Danny Kaiser, assistant director of parking and transit for KU, said he thought all the options would get strong consideration, although he said creating a new transit authority probably would not be feasible in the short term.

“I don’t know what will be chosen, but I do know that there is a high level of interest both on the part of the university and the city to do something significantly different than what we do today,” he said.

KU student leaders, though, will play a major role in any change. The KU on Wheels system, which has a ridership that is more than double the city’s system, is run entirely by a student organization.

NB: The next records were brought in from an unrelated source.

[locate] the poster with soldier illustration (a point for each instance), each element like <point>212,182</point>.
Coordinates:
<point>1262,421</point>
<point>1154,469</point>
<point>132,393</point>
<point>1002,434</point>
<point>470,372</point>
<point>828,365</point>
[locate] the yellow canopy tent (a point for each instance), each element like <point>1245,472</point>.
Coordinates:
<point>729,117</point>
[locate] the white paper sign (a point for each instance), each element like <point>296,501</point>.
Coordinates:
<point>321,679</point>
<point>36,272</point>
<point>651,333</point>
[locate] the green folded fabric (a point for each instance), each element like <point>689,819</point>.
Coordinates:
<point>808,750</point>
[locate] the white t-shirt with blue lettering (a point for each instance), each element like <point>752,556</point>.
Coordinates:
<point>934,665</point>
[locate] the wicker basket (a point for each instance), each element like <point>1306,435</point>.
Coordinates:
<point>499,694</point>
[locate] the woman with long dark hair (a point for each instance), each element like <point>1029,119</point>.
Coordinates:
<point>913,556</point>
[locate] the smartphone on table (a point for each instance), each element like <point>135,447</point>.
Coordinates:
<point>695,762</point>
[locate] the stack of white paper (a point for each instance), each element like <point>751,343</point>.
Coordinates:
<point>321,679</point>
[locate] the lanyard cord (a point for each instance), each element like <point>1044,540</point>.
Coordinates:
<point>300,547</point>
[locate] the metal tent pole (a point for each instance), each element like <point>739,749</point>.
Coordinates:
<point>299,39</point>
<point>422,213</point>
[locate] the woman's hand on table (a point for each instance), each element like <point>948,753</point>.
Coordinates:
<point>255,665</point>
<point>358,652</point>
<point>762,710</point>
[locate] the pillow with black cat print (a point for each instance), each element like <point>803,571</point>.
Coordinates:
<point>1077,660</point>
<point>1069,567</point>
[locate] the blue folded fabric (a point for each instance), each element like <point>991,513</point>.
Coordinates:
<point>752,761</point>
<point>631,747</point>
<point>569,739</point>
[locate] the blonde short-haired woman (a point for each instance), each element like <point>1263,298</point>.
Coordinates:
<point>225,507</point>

Dan Boyle, lead consultant on the project, said his conversations with student leaders have indicated that they want to be careful about giving up too much control over public transportation options because students are the largest users of public transit in the community.

“The students are concerned about what happens to their control,” Boyle said. “They really do care about the system.”

A potential upside to consolidation for students could be that all students would be given unlimited access to the combined public transit system in exchange for a student fee that is paid by all KU students. A combined system also would make it more likely for new buses to be bought to serve the campus.

Some KU students who attended a meeting about the report at City Hall Monday afternoon said they were in favor of a combined system.

“I think it would make it much more efficient,” said Eric Anderson, a KU graduate student. “But eventually, everybody is going to have to make a leap of faith because everybody is going to lose a little bit of control.”

Boyle said his San Diego-based consulting firm would have the final report that would recommend changes to the systems available in November.

Another meeting about the issue will be at 4 p.m. today at the Kansas Union.